Similar effects have also been occasionally observed when exposed to high-intensity laser radiation [3034]. However, these results are not systematic. They were obtained using lasers that were very different from each other in wavelength, pulse duration, and energy density. This can be explained by the fact that when studying the effects of the laser pulse on solids, the main attention was paid to the much more spectacular and evident processes of melting and evaporation, largely masking the effects of laser pulses on plastic deformation [19].

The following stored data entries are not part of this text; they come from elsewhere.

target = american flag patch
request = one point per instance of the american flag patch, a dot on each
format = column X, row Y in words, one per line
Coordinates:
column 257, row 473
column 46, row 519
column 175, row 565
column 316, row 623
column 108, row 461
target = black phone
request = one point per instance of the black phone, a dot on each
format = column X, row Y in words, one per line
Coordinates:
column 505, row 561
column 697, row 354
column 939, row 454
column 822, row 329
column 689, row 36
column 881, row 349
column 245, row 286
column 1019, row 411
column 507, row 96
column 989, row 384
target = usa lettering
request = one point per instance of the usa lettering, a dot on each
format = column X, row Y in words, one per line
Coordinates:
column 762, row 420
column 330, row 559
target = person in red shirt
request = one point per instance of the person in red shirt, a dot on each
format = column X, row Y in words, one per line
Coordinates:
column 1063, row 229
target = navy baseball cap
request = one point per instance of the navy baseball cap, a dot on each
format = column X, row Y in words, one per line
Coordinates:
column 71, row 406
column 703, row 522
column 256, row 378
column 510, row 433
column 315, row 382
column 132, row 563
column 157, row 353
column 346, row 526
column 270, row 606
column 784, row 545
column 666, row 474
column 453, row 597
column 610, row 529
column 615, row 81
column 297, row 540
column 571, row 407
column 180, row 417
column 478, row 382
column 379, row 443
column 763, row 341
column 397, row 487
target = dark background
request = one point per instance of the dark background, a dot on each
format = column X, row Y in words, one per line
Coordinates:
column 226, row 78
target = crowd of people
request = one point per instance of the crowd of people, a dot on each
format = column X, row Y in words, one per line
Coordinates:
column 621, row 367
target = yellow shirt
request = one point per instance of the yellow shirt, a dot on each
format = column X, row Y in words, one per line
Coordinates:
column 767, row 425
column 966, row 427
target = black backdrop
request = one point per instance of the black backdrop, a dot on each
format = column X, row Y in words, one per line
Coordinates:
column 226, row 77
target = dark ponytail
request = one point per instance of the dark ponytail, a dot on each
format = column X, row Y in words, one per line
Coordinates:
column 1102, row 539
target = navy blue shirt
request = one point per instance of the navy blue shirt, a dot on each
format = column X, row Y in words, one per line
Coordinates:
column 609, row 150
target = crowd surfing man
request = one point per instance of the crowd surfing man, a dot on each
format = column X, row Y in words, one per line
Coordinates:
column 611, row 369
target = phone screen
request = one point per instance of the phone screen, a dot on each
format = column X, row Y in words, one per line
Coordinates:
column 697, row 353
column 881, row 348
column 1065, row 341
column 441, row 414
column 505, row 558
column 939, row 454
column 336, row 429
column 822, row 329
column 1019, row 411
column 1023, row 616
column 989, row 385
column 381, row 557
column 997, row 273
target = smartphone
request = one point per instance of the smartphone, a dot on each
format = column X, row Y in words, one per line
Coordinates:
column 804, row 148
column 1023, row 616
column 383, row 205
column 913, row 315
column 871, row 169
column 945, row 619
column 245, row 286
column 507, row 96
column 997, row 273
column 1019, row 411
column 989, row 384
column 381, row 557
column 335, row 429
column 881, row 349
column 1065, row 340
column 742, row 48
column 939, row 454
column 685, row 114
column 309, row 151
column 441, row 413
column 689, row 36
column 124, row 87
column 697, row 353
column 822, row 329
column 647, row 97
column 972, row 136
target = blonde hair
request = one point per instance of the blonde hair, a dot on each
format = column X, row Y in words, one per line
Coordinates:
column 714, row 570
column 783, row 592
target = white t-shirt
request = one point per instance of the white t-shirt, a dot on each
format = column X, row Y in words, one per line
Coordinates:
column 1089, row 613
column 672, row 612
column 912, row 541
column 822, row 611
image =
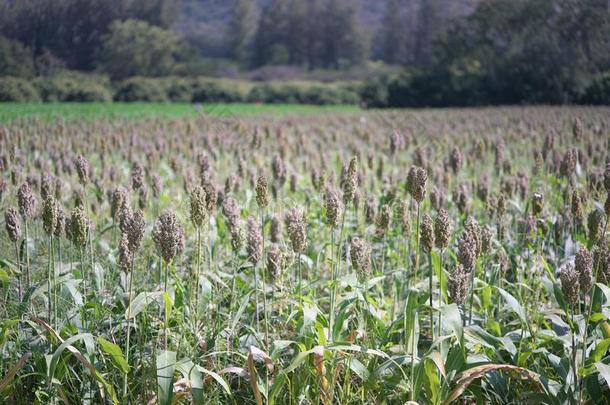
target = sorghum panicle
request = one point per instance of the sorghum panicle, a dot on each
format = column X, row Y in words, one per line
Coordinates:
column 569, row 283
column 583, row 263
column 360, row 255
column 49, row 215
column 442, row 229
column 13, row 224
column 427, row 233
column 274, row 263
column 168, row 235
column 333, row 206
column 254, row 246
column 262, row 192
column 458, row 284
column 383, row 220
column 416, row 183
column 26, row 201
column 297, row 229
column 199, row 214
column 79, row 227
column 82, row 169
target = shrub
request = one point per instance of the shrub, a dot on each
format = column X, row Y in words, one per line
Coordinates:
column 598, row 91
column 179, row 90
column 207, row 91
column 15, row 59
column 141, row 89
column 15, row 89
column 79, row 88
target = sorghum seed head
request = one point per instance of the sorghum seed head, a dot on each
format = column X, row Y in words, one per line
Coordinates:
column 501, row 206
column 274, row 263
column 416, row 183
column 427, row 233
column 456, row 159
column 156, row 185
column 486, row 239
column 334, row 207
column 47, row 186
column 349, row 182
column 13, row 224
column 199, row 213
column 135, row 230
column 231, row 211
column 26, row 200
column 120, row 198
column 254, row 246
column 442, row 229
column 125, row 255
column 262, row 192
column 82, row 169
column 467, row 249
column 297, row 229
column 276, row 229
column 49, row 215
column 168, row 235
column 576, row 206
column 473, row 229
column 137, row 176
column 383, row 219
column 79, row 227
column 279, row 170
column 360, row 255
column 601, row 259
column 594, row 224
column 537, row 203
column 458, row 284
column 370, row 209
column 583, row 262
column 568, row 164
column 569, row 283
column 60, row 226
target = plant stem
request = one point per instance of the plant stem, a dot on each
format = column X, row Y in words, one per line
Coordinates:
column 440, row 293
column 49, row 282
column 333, row 290
column 128, row 330
column 430, row 289
column 197, row 274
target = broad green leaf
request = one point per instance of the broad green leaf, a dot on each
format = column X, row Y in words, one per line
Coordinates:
column 141, row 301
column 513, row 304
column 115, row 353
column 166, row 362
column 451, row 321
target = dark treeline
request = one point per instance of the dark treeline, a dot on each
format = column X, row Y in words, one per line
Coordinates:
column 450, row 52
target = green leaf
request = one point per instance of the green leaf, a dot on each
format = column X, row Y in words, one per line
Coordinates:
column 451, row 321
column 513, row 304
column 168, row 305
column 115, row 353
column 166, row 362
column 141, row 301
column 4, row 279
column 600, row 350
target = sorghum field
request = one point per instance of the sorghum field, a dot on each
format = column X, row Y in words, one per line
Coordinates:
column 433, row 256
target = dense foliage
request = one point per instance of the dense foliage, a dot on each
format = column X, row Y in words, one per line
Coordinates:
column 372, row 257
column 453, row 53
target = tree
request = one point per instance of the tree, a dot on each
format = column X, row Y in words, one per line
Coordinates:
column 15, row 59
column 135, row 48
column 393, row 33
column 242, row 27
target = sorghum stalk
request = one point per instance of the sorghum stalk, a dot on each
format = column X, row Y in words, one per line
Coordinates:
column 263, row 276
column 127, row 347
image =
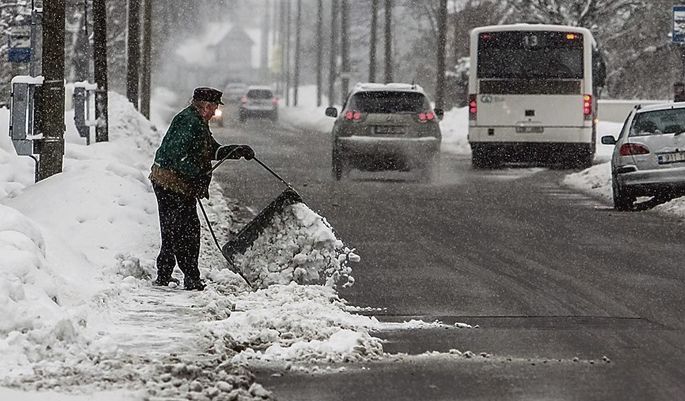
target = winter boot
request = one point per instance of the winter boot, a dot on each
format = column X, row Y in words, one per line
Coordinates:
column 193, row 284
column 164, row 281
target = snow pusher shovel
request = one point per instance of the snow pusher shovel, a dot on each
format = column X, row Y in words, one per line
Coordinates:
column 250, row 232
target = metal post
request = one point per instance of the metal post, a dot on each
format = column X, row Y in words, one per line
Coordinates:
column 388, row 41
column 344, row 49
column 442, row 42
column 334, row 55
column 133, row 52
column 298, row 33
column 146, row 78
column 100, row 69
column 372, row 41
column 319, row 52
column 52, row 97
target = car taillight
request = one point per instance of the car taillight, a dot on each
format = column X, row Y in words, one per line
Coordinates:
column 426, row 116
column 587, row 107
column 473, row 107
column 628, row 149
column 353, row 115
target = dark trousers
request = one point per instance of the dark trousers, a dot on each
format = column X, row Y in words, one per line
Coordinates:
column 180, row 229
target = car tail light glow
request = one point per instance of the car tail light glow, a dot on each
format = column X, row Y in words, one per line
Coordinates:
column 587, row 107
column 426, row 116
column 473, row 107
column 628, row 149
column 353, row 115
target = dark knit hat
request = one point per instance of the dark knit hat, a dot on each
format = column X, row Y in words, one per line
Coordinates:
column 208, row 95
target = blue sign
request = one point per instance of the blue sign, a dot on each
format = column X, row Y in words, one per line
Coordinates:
column 19, row 54
column 678, row 35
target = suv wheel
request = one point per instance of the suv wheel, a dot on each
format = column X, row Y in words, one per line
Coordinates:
column 622, row 200
column 480, row 160
column 338, row 165
column 430, row 170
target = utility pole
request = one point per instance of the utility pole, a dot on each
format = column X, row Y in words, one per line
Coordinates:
column 100, row 69
column 334, row 53
column 372, row 40
column 51, row 102
column 289, row 23
column 146, row 78
column 319, row 52
column 264, row 43
column 284, row 60
column 388, row 41
column 298, row 33
column 442, row 42
column 345, row 49
column 133, row 52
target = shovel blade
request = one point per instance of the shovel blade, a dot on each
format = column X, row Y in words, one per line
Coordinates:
column 252, row 230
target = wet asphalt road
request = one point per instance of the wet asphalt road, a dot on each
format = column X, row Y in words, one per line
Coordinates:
column 573, row 301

There are interesting theoretical studies of Mirzadeh about “nonlinear strain waves interacting with laser-induced carriers of the local disorder,” summarized in Chapter 7 of the collective monograph [1]. These results, unfortunately, have not been properly confirmed by experimental studies so far.

Rather detailed studies of the effect of nanosecond UV laser pulses on plastic deformation that took place in the surface layer of copper and its low-alloyed alloys were carried out in [6, 35, 36]. They are summarized and analyzed in this work. The results allow us to conclude that we are dealing in this case with processes similar to the electroplastic and magnetoplastic effects and, by analogy, we think it fair to call the detected effect opticoplastic.

CONCLUSIONS

The laser-induced breakdown threshold in our experiment was ~1.0 J/cm2 for the samples of copper and its low-alloy alloys exposed to nanosecond UV-laser pulses. An erosive plasma torch appeared in the air, near the surface of the sample, and a crater with obvious traces of melting and evaporation of the metal appeared in the sample.

Traces of high-temperature deformation were found in the below-threshold regime without obvious traces of melting. They manifest themselves as the results of slipping and cracking along the grain boundaries, as well as traces of crystallographic slip inside the grains. The surface of the metal in the irradiated zone exhibits an uplift. The damage increases with the number of pulses. The height of the resulting uplift can reach 1 μm, and even more in some cases.

The results obtained are similar to the electroplastic and magnetoplastic effects. By analogy, we propose to call the detected effect opticoplastic.